Stream: t-compiler/wg-parallel-rustc

Topic: Profiling Cargo (again)


Alex Crichton (Oct 28 2019 at 20:55, on Zulip):

Ok so I'm starting to collect some data and write some things to https://hackmd.io/oUdvUU2lTk2ZxfOWQBT9xQ

Alex Crichton (Oct 28 2019 at 20:56, on Zulip):

I'm still in the process of doing so, but @cuviper I'm curious, do you know of good tools on Linux to profile contention?

simulacrum (Oct 28 2019 at 21:00, on Zulip):

(that ping did not appear to work, @cuviper)

simulacrum (Oct 28 2019 at 21:00, on Zulip):

@Alex Crichton note that an alt build will have slower codegen (llvm asserts + IR verification)

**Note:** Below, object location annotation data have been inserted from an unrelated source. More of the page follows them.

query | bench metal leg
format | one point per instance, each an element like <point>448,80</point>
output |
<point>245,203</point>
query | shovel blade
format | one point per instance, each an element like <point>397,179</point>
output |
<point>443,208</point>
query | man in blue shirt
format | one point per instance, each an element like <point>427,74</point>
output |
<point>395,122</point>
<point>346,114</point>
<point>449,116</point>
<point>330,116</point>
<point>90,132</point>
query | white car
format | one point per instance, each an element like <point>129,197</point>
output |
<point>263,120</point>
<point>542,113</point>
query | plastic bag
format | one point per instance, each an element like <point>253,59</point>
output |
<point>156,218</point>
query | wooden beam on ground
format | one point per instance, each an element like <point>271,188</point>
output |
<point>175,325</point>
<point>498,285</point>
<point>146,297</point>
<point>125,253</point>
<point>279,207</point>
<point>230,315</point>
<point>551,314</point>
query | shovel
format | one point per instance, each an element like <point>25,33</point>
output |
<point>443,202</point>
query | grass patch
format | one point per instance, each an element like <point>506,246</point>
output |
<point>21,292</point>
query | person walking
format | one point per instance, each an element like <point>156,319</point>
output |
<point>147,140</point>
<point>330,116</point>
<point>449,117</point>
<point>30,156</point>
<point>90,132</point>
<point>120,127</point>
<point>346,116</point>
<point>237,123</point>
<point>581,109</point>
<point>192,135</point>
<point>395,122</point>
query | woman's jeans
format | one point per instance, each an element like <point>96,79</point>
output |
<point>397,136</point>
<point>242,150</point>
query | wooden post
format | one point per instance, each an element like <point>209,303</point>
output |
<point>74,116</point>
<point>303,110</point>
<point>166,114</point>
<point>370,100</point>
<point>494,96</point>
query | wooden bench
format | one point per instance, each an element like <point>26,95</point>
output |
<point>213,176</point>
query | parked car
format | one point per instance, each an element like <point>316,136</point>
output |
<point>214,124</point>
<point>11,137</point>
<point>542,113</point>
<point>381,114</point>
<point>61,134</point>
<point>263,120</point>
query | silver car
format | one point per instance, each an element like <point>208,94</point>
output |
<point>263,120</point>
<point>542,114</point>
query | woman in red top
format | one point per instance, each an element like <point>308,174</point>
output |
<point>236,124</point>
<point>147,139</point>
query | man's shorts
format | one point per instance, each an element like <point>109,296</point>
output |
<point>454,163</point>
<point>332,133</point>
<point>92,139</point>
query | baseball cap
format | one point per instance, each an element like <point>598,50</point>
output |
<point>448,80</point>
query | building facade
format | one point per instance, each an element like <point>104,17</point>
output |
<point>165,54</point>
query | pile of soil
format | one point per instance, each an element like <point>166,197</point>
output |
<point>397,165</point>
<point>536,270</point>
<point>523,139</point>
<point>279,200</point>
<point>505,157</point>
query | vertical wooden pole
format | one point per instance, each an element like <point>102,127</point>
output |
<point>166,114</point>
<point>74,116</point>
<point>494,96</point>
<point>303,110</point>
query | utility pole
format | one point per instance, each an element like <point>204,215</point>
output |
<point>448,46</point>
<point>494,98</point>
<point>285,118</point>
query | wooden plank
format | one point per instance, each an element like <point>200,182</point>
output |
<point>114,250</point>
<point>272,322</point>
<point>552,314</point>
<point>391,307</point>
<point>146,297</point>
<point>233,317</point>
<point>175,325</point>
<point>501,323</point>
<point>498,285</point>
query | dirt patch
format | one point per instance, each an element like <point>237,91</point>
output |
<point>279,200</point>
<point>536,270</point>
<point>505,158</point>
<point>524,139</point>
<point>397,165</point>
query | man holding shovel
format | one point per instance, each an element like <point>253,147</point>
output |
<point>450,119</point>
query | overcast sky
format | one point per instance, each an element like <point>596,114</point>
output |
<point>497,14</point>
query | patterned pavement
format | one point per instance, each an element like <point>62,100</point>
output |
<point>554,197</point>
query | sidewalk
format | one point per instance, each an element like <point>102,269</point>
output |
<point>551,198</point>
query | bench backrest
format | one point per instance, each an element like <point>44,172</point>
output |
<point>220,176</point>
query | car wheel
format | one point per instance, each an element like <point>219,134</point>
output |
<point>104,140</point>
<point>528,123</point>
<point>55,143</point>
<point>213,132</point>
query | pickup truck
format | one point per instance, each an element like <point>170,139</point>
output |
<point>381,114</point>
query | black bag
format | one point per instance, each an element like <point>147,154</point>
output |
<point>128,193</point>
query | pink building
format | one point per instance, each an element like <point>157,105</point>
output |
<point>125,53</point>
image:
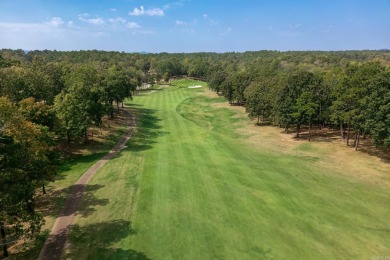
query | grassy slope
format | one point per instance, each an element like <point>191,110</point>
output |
<point>189,186</point>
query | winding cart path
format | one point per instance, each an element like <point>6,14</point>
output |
<point>55,243</point>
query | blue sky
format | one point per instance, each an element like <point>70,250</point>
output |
<point>195,25</point>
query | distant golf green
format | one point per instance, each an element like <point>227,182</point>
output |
<point>191,185</point>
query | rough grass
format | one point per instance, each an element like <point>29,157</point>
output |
<point>80,158</point>
<point>199,181</point>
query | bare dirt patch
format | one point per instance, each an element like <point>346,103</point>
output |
<point>369,166</point>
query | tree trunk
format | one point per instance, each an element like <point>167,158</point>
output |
<point>357,140</point>
<point>112,109</point>
<point>3,239</point>
<point>320,123</point>
<point>342,133</point>
<point>67,137</point>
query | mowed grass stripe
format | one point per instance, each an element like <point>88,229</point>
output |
<point>204,193</point>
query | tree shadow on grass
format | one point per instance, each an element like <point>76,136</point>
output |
<point>148,130</point>
<point>71,162</point>
<point>50,205</point>
<point>95,241</point>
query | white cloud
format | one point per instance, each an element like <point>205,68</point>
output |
<point>178,22</point>
<point>117,20</point>
<point>133,25</point>
<point>93,21</point>
<point>56,21</point>
<point>32,27</point>
<point>149,12</point>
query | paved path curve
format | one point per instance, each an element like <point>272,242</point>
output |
<point>55,243</point>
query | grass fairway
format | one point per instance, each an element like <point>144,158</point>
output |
<point>192,184</point>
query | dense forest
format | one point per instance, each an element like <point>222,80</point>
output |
<point>51,97</point>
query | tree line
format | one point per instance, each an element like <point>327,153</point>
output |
<point>41,105</point>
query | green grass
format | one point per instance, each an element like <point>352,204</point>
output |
<point>188,186</point>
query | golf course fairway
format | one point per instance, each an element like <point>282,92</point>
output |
<point>194,183</point>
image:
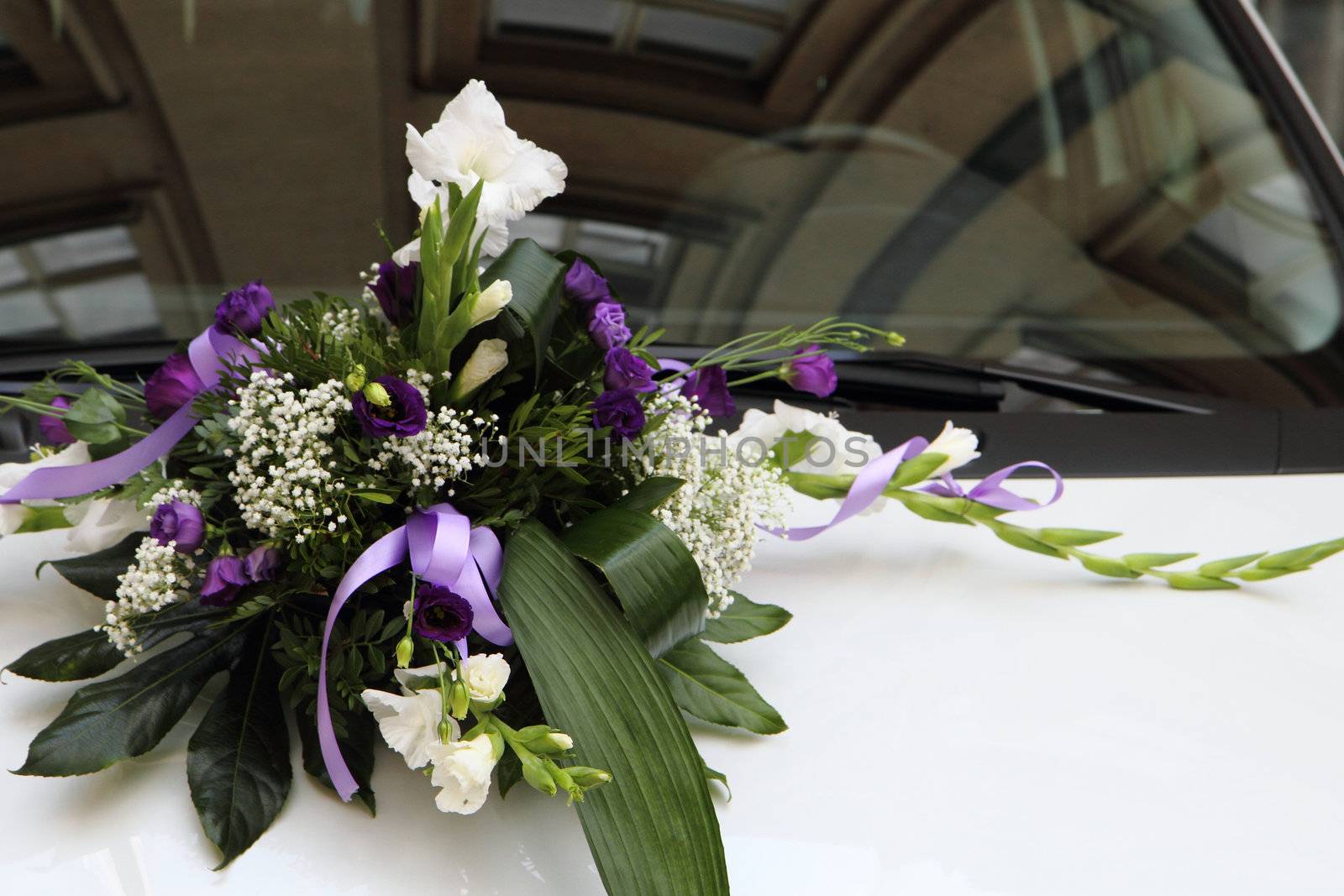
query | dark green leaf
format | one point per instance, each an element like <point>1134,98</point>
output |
<point>745,620</point>
<point>535,277</point>
<point>112,720</point>
<point>239,758</point>
<point>652,831</point>
<point>711,688</point>
<point>87,654</point>
<point>98,573</point>
<point>649,493</point>
<point>651,571</point>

Alex Crichton (Oct 28 2019 at 21:01, on Zulip):

yep

Alex Crichton (Oct 28 2019 at 21:01, on Zulip):

I'm just comparing it to itself

Alex Crichton (Oct 28 2019 at 21:01, on Zulip):

not comparing it to nightly

simulacrum (Oct 28 2019 at 21:01, on Zulip):

makes sense, just wanted to be sure :)

cuviper (Oct 28 2019 at 21:42, on Zulip):

@Alex Crichton what sort of profiling do you want? even those strace counts of futex are a pretty good indicator, which will be some balance of FUTEX_WAIT and FUTEX_WAKE calls

Alex Crichton (Oct 28 2019 at 21:43, on Zulip):

I suppose another way to put this is that a Zthreads=28 build for me spends 870ms in futex syscall, but -Zthreads=1 spends 46ms in there

cuviper (Oct 28 2019 at 21:44, on Zulip):

SystemTap has some locking examples, especially mutex-contention.stp
https://sourceware.org/systemtap/examples/keyword-index.html#LOCKING

Alex Crichton (Oct 28 2019 at 21:44, on Zulip):

more worrisome though is -Zthreads=1 spends 4us in sched_yield and -Zthreads=28 spends 4 seconds

Alex Crichton (Oct 28 2019 at 21:44, on Zulip):

ok cool I might poke around at that

cuviper (Oct 28 2019 at 21:45, on Zulip):

sched_yield is probably due to rayon threads spinning down

cuviper (Oct 28 2019 at 21:45, on Zulip):

niko's scheduling changes will hopefully help there

cuviper (Oct 28 2019 at 21:46, on Zulip):

(less spinning, more precise wakeups, etc.)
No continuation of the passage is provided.